O JORNAL - Justiniano de Serpa

Li o Fausto e deitei-me. Um sonho belo-horrível

fez-me ver tudo em roda ardendo como um forno!

A Terra olhava o Céu; e o Céu, mudo, impassível,

tinha a Morte no seio e via a morte em torno!

Rugia a Tempestade, orquestrações medonhas

e enchiam todo o espaço as lavas do Sinai…

O Mar mandava ao Azul, deprecações tristonhas

e aos Ventos, a bramir, dizia ao Céu: “parai!”

Assombroso painel! Dir-se-ia a luta imensa

de Roma e Ravena, ou Jeová e Satã!

Abismos sobre o abismo! Em vão a devia crença

buscava ver no espaço a estrela da manhã!

Era o Cosmo em ruína!
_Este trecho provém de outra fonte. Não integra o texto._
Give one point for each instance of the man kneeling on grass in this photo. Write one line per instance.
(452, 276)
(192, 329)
Açoites implacáveis

flagelava de morte a Terra, o Mar e os Céus!

Voltava a Humanidade às Eras insondáveis!

Vestia-se de assombro o Espírito de Deus!

Mas súbito aparece, aurifulgente e bela,

a Aurora a desdobrar-se, esplêndida de luz!

Ressoam inda ao longe os uivos de Procela,

mas REINA PLENA PAZ entre Ahriman e Ormuzd!

Faz-se então inventário à velha Humanidade.

Tudo é morte e horror! Só vive o imortal!

Apenas Gutemberg, em honra a liberdade,

salvou do Cataclismo a arca do — JORNAL…

© Justiniano de Serpa

in: Jornal “A Quinzena”, 1887.

_________________________________

Justiniano José de Serpa (Aquiraz, 6 de janeiro de 1852 — Rio de Janeiro, 1 de agosto de 1923), foi um escritor e político brasileiro.

De origem humilde, trabalhou desde cedo juntamente com seu pai, Manuel da Costa Marçal. Transferindo-se para Fortaleza, começou a atuar como jornalista. Bacharelou-se em Direito na Faculdade de Direito do Recife, em 1888, quando já era conhecido na vida política e intelectual local. Foi um dos mais fervorosos adeptos da abolição da escravatura no Ceará, seja como político, seja como jornalista. Nessa atividade, chegou a  redator  do jornal A Constituição, órgão do Partido Conservador Cearense.

Participou do Centro Literário e foi um dos fundadores da Academia Cearense de Letras, do qual é patrono da 22ª (vigésima segunda) cadeira e, em 1922, foi o responsável pela sua reorganização. Autor de diversas obras do campo do Direito, de ensaios e poesia. Destacam-se Oscilações (1883), O Nosso Meio Literário (1896) e Questões de Direito e Legislação (1920). Sua obra poética, ligada ao movimento abolicionista, do qual foi um dos mais ativos participantes, era essencialmente condoreira. Foi maçom pertencente à Loja Fraternidade Cearense.